None.
None.
1. Field of the Invention
The present invention relates generally to image processing and, more specifically, to analyzing the content of a scanned image.
2. Description of the Related Art
A scanner is a computer peripheral device or portion of a multifunction or “all-in-one” machine (e.g., scanner/printer/copier/fax) that digitizes a document placed in it. The resulting image data can then be provided to a computer or otherwise processed, printed, faxed, or e-mailed. Scanners are known that analyze the content of the image data to facilitate operations such as detecting where the image is on the scanner glass and using that information to perform operations such as that known as “auto-fit” or “fit-to-page,” and optimizing printing settings that may depend upon the content of the document (e.g., text, photograph, business graphics, mixed, etc.) or the document medium (e.g., glossy/reflective paper, transparency, film, or plain paper).
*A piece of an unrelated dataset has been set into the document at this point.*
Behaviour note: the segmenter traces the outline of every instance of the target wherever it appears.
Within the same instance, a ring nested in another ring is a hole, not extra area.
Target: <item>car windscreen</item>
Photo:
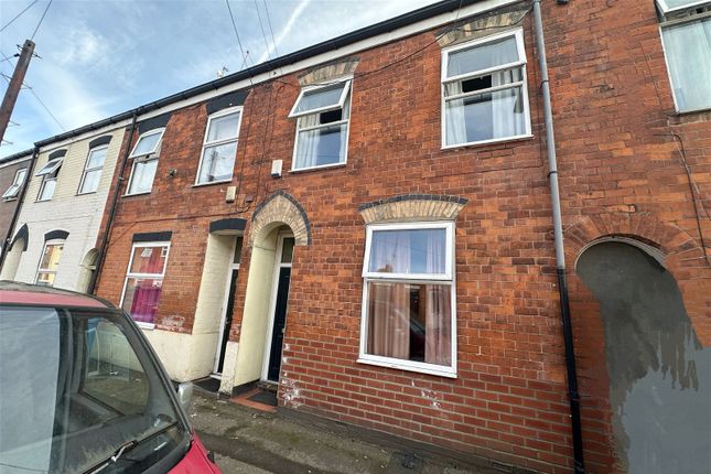
[[[119,312],[0,306],[0,472],[138,473],[183,449],[139,337]]]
Scanners that have been incorporated into multifunction machines typically perform a copy operation by repeating the steps, in a pipelined fashion, of scanning part of the image, storing it in memory, processing the stored image portion, then printing the processed portion from memory. This pipelining method is used to minimize memory requirements and to perform scanning and printing in parallel to the greatest extent possible. In such multifunction machines, for reasons of economy, there is typically neither a great amount of memory nor a great amount of processing power. Image pipeline processing is typically controlled by essentially a single chip, such as an application-specific integrated circuit (ASIC). The image portion that is scanned, stored and processed may be a band comprising a number (“N”) of scan lines. In other words, the image is broken up into a number of bands, each comprising N scan lines. In
The image processing that has been performed on a band-by-band basis in certain multifunction machines consisted of detecting and counting the number of black pixels, white pixels and color pixels in each band, creating a histogram, and making a decision based upon the histogram as to whether the image is most appropriately classified as text, picture, or graphics. Then, based on the classification of the image, printer settings can be adjusted accordingly.
It would be desirable to provide an image analysis method and system for multifunction machines that facilitates performing a broader variety of operations than is possible with conventional processing and yet does not require an excessive amount of memory or processing power in the image pipeline ASIC or other chip. The present invention addresses this need and others in the manner described below.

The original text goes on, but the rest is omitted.